Engage or resist: design firms react

But how have designers and engineers reacted to the immense and much-scrutinised challenge set by the commander-in-chief?

Consistent with the rest of the country, Trump’s ideas have proven polarising in the design and construction sectors. Some, like the Third Mind Foundation’s Building the Border Wall competition, have sought to engage creatively (if not necessarily relevantly) with the project’s objectives.

Others, including advocacy group the Architecture Lobby, have prominently opposed and boycotted the project, imploring firms to refuse to work “in the service of xenophobia, discrimination and racism”, as the Architecture Lobby put it.

The Department of Homeland Security (DHS) launched its request-for-proposals (RFP) process earlier this year, with more than 350 design, construction and engineering companies registering their interest in bidding for the project.

Even so, relatively few that are listed have confirmed their participation while some, including Vinci, Raytheon and design firm Leo A Daly, have since removed themselves from consideration.

Some architectural proposals have been less than sincere

As a result, it’s difficult to get much of an insight into which companies are actually responding to the solicitation in earnest, especially as some architectural proposals have been less than sincere.

Mexican design firm Estudio 3.14, for example, gained notoriety at the beginning of the year when it released a satirical design proposal for the ‘Prison Wall’, a bright pink border barrier (a Luis Barragán-inspired touch to satisfy Trump’s call for the wall to be “beautiful”) that is also designed to house a massive prison for undocumented immigrants and a manufacturing plant where said prisoners would work to help maintain the wall.
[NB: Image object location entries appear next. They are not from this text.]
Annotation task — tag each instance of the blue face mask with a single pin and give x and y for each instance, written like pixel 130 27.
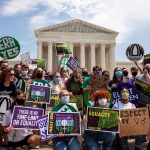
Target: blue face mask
pixel 65 99
pixel 118 73
pixel 57 79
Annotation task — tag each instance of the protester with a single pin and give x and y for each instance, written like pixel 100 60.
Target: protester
pixel 92 138
pixel 18 138
pixel 65 142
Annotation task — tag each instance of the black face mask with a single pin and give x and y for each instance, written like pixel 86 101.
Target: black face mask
pixel 39 75
pixel 134 74
pixel 125 73
pixel 20 102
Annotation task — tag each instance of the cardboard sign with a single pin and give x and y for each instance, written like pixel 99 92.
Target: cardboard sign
pixel 9 47
pixel 42 122
pixel 26 117
pixel 39 94
pixel 146 59
pixel 20 84
pixel 133 93
pixel 66 123
pixel 142 87
pixel 102 119
pixel 5 103
pixel 63 48
pixel 134 122
pixel 96 83
pixel 72 63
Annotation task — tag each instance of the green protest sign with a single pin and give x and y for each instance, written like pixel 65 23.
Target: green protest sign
pixel 9 47
pixel 102 119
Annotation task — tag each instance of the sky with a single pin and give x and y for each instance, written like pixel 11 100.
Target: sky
pixel 19 19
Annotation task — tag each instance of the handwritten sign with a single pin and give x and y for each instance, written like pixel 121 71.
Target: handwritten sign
pixel 39 94
pixel 66 123
pixel 133 93
pixel 26 117
pixel 100 119
pixel 134 122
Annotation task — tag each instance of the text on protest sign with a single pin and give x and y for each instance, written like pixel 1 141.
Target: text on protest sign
pixel 39 94
pixel 26 117
pixel 43 122
pixel 9 47
pixel 66 123
pixel 133 94
pixel 134 122
pixel 100 119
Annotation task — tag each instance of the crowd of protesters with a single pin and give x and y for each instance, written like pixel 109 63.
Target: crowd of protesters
pixel 65 84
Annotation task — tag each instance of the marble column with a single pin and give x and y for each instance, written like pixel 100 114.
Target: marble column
pixel 50 57
pixel 103 57
pixel 82 55
pixel 39 49
pixel 92 54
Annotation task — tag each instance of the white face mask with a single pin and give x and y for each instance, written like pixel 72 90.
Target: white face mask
pixel 102 101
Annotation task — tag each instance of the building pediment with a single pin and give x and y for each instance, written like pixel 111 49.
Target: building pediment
pixel 76 26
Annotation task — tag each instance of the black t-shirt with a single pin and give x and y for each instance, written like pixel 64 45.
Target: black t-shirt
pixel 10 90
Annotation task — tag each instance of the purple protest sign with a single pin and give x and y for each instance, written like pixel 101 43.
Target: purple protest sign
pixel 133 93
pixel 66 123
pixel 39 94
pixel 26 117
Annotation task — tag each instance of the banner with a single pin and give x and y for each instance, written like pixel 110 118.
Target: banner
pixel 96 83
pixel 143 87
pixel 63 48
pixel 9 47
pixel 134 122
pixel 42 122
pixel 72 63
pixel 133 93
pixel 102 119
pixel 5 103
pixel 66 123
pixel 26 117
pixel 39 94
pixel 146 59
pixel 20 84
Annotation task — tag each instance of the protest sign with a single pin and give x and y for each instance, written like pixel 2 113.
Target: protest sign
pixel 134 122
pixel 25 58
pixel 142 87
pixel 66 123
pixel 5 103
pixel 72 63
pixel 9 47
pixel 63 48
pixel 146 59
pixel 20 84
pixel 43 122
pixel 96 83
pixel 39 93
pixel 26 117
pixel 102 119
pixel 133 93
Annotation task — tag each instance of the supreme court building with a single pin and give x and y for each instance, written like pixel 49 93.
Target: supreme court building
pixel 92 44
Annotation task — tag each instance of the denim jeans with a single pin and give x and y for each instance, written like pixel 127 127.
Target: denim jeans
pixel 92 139
pixel 66 143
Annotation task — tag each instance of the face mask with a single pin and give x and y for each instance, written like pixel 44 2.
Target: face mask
pixel 125 95
pixel 39 75
pixel 134 74
pixel 24 72
pixel 20 101
pixel 57 79
pixel 118 73
pixel 102 102
pixel 65 99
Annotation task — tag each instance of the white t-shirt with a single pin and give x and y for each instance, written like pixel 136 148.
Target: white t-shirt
pixel 120 105
pixel 17 134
The American side of the border, meanwhile, accommodates a multi-storey shopping centre.

Despite the controversy miring the new administration and the polarised reaction to Trump’s border proposal, the preliminary stages of the wall plan are proceeding apace.

The deadline for design proposals passed at the end of March, and US Customs and Border Protection has announced its intention to award contracts to build border wall prototypes in the summer.

If the federal government is willing to pay for an “impenetrable” wall across a thousand miles of the US-Mexico border – to be completed by the end of 2020, according to a DHS report cited by Reuters in February – it will no doubt find design and construction firms willing to attempt it.

But with a project this complex and politically charged, the winning bidders may find themselves the recipients of a poisoned chalice rather than a golden opportunity.